Eso si, nos gusta mucho, y digo nos gusta porque después de más de cuatro años viviendo aquí me incluyo entre los fans de este arte, decorar los jardines con lucecitas y muñecos.
Hay Urbanizaciones que de verdad son dignas de ver.
Pero claro, un momento... Esto no es España.
Recuerdo cuantas veces me robaron macetas, decoraciones, una bicicleta que dejamos en la entrada por dos horitas, plantitas, flores, la correa del perro, correspondencia... Es cierto, allí es imposible que te respeten absolutamente nada que esté al alcance de los viandantes.
Qué lástima, de verdad.

Eso no lo echo de menos.
Y tampoco echo de menos mi obsesión con cerrar bien el coche y no dejar nada a la vista para que no me destrozaran otra vez la luna para llevarse una chaqueta o la sillita de mi hijo.
No sabéis lo fácil que una se acostumbra a no cerrar el coche, dejarte lo que sea dentro, la compra, olvidarte el móvil y no morir de un ataque de pánico, poder llevar el bolso mal colgado mientras cargas cosas porque nadie te lo toca...

Poder comparar es un privilegio que tengo y cada vez entiendo menos la forma de ver las cosas y la manera de agobiarse por tonterías y fechas cuyo sentido es totalmente contrario al estrés que producen en mis compatriotas.

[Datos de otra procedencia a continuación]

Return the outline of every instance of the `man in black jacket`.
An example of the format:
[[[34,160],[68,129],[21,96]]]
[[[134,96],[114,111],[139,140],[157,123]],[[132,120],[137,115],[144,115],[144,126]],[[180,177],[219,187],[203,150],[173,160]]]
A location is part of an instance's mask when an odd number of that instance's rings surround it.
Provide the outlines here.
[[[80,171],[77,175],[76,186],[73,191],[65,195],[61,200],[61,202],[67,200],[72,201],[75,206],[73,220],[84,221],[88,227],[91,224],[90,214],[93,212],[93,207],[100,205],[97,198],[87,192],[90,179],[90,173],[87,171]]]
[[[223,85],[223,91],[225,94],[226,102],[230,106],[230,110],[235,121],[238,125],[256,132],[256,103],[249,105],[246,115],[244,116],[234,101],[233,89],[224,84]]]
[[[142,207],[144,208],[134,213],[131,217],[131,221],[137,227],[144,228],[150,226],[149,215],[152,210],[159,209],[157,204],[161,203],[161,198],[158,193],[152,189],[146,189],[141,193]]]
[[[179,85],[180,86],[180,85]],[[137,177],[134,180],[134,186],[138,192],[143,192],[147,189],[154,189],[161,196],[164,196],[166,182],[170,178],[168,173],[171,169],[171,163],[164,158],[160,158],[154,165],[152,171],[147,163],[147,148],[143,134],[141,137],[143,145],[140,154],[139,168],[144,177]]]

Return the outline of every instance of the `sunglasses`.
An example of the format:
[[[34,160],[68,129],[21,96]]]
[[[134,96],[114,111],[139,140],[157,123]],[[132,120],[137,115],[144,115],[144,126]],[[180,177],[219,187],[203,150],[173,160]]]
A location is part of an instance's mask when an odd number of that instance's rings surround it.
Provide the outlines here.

España es un país donde escucho a la gente decir que hacen lo que quieren, que la libertad, que esto y lo otro.
Y no pueden estas afirmaciones estar más lejos de la realidad.  España es esclava de unas normas que alguien se ha sacado de la manga y la gente parece disfrutar imponiéndose.
Es muy triste.

El día que os quitéis ese peso de encima y de verdad hagáis lo que os apetece entonces sabréis lo que es de verdad la Navidad.